Ministério Público do Rio pede falência da Refit e aponta crescimento bilionário das dívidas

Refinaria investigada por suspeitas de sonegação e fraude acumulou R$ 25,7 bilhões em passivo fiscal

O Ministério Público do Estado do Rio de Janeiro anunciou nesta terça-feira (26) que vai defender na Justiça a decretação da falência da refinaria controlada pelo empresário Ricardo Magro. O órgão sustenta que, depois de quase dez anos em recuperação judicial, a empresa não conseguiu atingir o objetivo de reestruturação financeira previsto na legislação.

Segundo a manifestação apresentada pelo MPRJ, o passivo fiscal da empresa cresceu significativamente ao longo do período. O documento aponta que a dívida teria saltado de cerca de R$ 5 bilhões para aproximadamente R$ 25,7 bilhões, cenário que, na avaliação do órgão, demonstra a ineficácia da recuperação judicial.

Atualmente, conforme dados citados na manifestação, a Refit acumula R$ 9,4 bilhões em débitos tributários com o governo do estado do Rio e cerca de R$ 49,8 bilhões inscritos em dívida ativa da União.

Cerco aumenta

O Ministério Público também afirma que a empresa manteve um histórico de inadimplência tributária recorrente nos últimos anos. Para os promotores, a manutenção da recuperação judicial acabou produzindo um efeito contrário ao esperado, permitindo o crescimento contínuo do passivo fiscal e gerando impactos negativos para a ordem econômica e para o interesse público.

O documento menciona ainda investigações e operações policiais que apontariam a existência de um suposto modelo de atuação baseado em sonegação fiscal e fraude estruturada. Segundo o MPRJ, há indícios de ocultação patrimonial e mecanismos destinados a dificultar a cobrança de tributos.

Dados apresentados aos investigadores indicam que mais de 80% dos tributos devidos entre 2022 e 2024 não teriam sido pagos. A prática é apontada pelas autoridades como característica de devedor contumaz, quando a inadimplência passa a integrar o próprio modelo de negócio da empresa.

Investigações e pressão

Nos últimos meses, o cerco em torno da Refit se intensificou. Em setembro de 2025, a refinaria foi alvo da Operação Cadeia de Carbono, que levou à interdição da unidade por suspeitas de irregularidades. Embora tenha obtido decisões favoráveis para retomada parcial das atividades, a empresa voltou a sofrer restrições posteriormente.

A Receita Federal também apreendeu embarcações carregadas com cerca de 200 milhões de litros de combustível destinados à refinaria. As autoridades suspeitam que a empresa importava combustível pronto enquanto declarava o produto como matéria-prima, reduzindo o pagamento de impostos.

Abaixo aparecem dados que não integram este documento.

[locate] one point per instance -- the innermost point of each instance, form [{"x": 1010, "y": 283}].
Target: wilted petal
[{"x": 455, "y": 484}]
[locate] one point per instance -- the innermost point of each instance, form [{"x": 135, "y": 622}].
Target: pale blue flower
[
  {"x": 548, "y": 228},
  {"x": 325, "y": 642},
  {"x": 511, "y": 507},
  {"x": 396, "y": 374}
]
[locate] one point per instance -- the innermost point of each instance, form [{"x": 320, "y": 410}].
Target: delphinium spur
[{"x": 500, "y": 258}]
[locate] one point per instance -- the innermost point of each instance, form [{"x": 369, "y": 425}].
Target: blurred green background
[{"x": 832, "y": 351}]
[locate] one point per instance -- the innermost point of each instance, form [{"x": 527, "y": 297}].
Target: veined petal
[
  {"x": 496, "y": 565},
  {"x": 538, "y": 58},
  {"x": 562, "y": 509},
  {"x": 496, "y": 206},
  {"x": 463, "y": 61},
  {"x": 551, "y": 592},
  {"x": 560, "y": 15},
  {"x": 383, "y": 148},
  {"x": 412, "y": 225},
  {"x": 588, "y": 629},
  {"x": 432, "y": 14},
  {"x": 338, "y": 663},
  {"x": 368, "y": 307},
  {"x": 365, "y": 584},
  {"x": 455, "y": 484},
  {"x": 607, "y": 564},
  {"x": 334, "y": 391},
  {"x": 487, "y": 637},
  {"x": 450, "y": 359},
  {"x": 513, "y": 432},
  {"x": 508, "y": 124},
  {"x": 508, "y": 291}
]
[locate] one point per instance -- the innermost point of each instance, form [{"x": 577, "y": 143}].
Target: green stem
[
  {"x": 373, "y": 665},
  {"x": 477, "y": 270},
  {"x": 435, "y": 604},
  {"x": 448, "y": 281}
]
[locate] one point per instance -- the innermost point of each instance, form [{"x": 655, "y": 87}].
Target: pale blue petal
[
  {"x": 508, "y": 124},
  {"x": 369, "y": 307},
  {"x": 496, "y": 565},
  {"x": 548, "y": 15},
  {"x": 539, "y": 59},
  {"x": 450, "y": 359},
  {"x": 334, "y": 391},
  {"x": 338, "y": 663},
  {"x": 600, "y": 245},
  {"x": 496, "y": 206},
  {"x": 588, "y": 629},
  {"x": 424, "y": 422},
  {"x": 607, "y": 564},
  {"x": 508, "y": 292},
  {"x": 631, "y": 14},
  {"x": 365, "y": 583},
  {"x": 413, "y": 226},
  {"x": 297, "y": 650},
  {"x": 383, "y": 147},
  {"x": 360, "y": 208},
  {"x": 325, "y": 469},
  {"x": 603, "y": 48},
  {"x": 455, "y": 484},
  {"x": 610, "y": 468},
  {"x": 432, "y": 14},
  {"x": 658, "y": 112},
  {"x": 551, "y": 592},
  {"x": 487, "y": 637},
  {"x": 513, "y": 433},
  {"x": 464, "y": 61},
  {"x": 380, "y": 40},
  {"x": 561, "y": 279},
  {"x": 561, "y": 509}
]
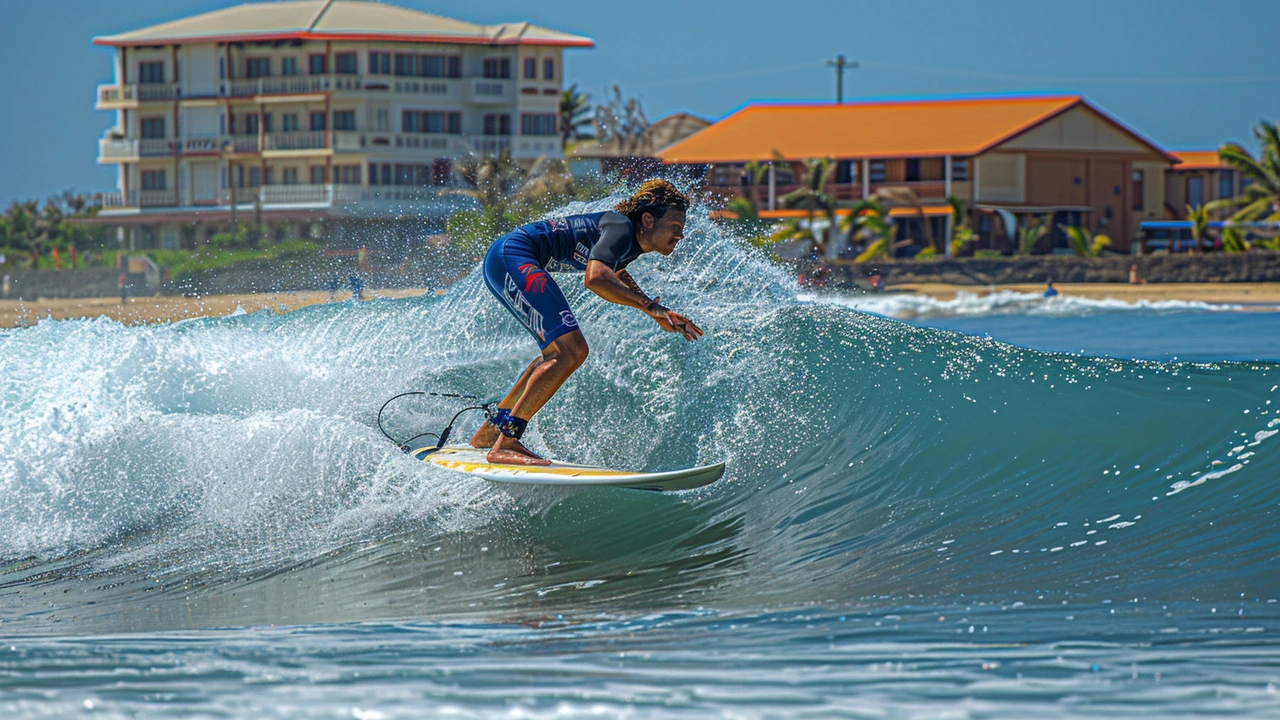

Outro ponto citado no documento envolve a suposta retirada de bens e recursos da empresa, o que teria dificultado tentativas de bloqueio de ativos e cobrança dos débitos tributários. O MPRJ também pediu que órgãos fazendários da União e dos estados do Rio de Janeiro, São Paulo e Paraná se manifestem sobre parcelamentos tributários, possível enquadramento da empresa como devedora contumaz e eventuais práticas de esvaziamento patrimonial.

Relação com investigações políticas

A Refit também apareceu recentemente em investigações conduzidas pela Polícia Federal envolvendo o ex-governador Cláudio Castro. Segundo as apurações, a gestão estadual teria adotado medidas que beneficiaram a refinaria mesmo diante das dívidas tributárias acumuladas pela empresa.

O empresário Ricardo Magro, controlador da refinaria, teve pedido de prisão preventiva apresentado pela Polícia Federal no último dia 15 de maio e é considerado foragido pelas autoridades.